By Marcus Whitman, Contributing Writer
Photo by Marcus Whitman/ The Towerlight
Towson University hosted Nobel Peace Prize winner Leymah Gbowee, an international peace activist, as she talked about ways people can generate peaceful resolutions to global issues on Saturday.
Gbowee won a Nobel Peace Prize in 2011 for her work in leading a women’s peace movement that ended the Second Liberian Civil War in 2003. She is also the founder and president of Gbowee Peace Foundation Africa, which provides educational and leadership positions to youth and women in West Africa.
Gbowee got into her field of work when she questioned her desire to be a pediatrician.
“The war was going on at that time” said Gbowee. “So I thought, ‘Do I really want to spend four years studying to become a doctor, or do I wanna do something else?’ I became very disillusioned with going to school. I saw that children were getting hurt and in need. I thought about it and decided that I wanted do social work.”
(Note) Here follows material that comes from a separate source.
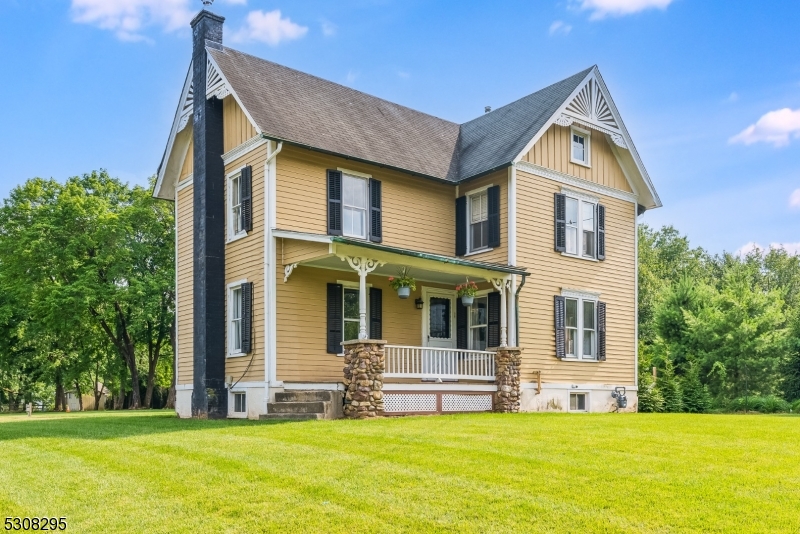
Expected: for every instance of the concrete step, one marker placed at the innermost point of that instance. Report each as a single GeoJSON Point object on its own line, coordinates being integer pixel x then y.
{"type": "Point", "coordinates": [307, 396]}
{"type": "Point", "coordinates": [291, 416]}
{"type": "Point", "coordinates": [297, 407]}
Gbowee felt then that she could do more as a social worker treating trauma victims than she could as a doctor.
She then went on to talk about how she feels that the means to achieve peace is not through militaristic actions, but that she wants people to work on recognizing others as human instead.
Gbowee said that a key to human rights is to recognize individuals as human beings and not anything less, and to convey to these individuals that have been treated as less than humans that they are individuals humans with rights.
Seeda Williams, a freshman majoring in Psychology and English who is from Liberia, was one of the students who got to see Gbowee speak.
“My advisor, Dr. Alison McCartney, had recommended that I come out tonight,” Williams said. “Since day one we have been talking about equality and social justice. So, getting to hear what Leymah had to say, about her push for social justice and equality in her work [was impactful].”
Alison McCartney, a political science professor, said she feels Gbowee coming to Towson was good for students, and mentioned that a big way for students to help others is, like Gbowee said, by helping out your communities first and sharing the knowledge learned in the classroom.
“I think this event provided a unique experience for students to have meaningful contact, and [to] have [connected] with someone who is achieving her goals, and achieving them at an international level,” McCartney said.